The family decided to consolidate their U.S. assets under Boston-based Kingbird Properties. In Puerto Rico, their strategy is similar to the U.S., which includes a management group that looks after the existing Puerto Rico assets. The Boston company also oversees the managers and assets in Puerto Rico and Spain.
Over the next five years, Kingbird Properties is focused on building a portfolio of about 5,000 units with a market value of around $500 million. To accomplish this objective, the plan is to use their own family capital and also invite other families and friends to co-invest alongside them. Antonio Luis wants to ensure they are transparent on their fee terms as he understands this is often a delicate matter between family offices.

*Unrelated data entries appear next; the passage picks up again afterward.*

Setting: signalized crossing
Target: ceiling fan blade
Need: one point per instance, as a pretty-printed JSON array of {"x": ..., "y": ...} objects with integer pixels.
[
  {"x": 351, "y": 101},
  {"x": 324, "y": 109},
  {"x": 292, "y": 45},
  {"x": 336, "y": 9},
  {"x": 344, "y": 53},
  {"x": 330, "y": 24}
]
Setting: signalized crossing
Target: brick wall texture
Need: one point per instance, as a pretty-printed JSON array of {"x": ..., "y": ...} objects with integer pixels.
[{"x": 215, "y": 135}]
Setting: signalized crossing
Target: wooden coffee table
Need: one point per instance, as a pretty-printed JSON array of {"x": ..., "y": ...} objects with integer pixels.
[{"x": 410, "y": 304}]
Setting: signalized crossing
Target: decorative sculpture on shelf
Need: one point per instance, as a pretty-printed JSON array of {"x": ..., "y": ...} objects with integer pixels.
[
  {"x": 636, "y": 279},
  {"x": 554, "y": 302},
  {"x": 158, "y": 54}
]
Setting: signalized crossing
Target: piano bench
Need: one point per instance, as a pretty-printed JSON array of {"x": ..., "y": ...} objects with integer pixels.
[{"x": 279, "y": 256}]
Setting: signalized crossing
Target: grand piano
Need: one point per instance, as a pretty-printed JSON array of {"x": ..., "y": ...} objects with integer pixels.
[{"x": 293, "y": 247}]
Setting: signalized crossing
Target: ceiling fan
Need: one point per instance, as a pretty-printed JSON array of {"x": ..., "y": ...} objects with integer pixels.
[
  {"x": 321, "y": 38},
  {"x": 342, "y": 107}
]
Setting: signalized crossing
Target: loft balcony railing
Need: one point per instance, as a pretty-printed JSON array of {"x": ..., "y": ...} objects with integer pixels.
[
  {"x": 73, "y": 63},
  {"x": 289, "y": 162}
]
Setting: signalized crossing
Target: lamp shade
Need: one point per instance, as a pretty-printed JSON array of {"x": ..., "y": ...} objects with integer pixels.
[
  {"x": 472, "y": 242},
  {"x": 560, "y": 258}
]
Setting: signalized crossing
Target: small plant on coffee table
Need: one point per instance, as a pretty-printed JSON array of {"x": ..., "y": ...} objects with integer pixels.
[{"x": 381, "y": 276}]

The investment strategy for Kingbird Properties focuses on value-add multi-family assets built in the 1970s and 1980s in secondary and tertiary markets such as Columbus and Indianapolis as they know those markets very well, and southern markets such as the Florida panhandle and North and South Carolina. They will reinvest the profits and likely hold the property for one to three cycles. When they do refinance, their objective would be to first return capital to investors, at which point the investors can choose to stay in or exit the deal. They do not plan to create a fund.
The family stays on top of growing their wealth, and everyone is involved. Each month they have a family council meeting, and they confer on how allocate investments. Of the 13 family members that are the next generation, a small group are now in college, so Antonio Luis feels that the family must develop a portfolio that creates opportunity for them to join the business and learn to manage these assets as well as their media and customer and engagement divisions.
For the Ferré Rangel family, real estate will play an integral part of their daily business and ongoing wealth creation, for not only the current generation, but for the future generations as well.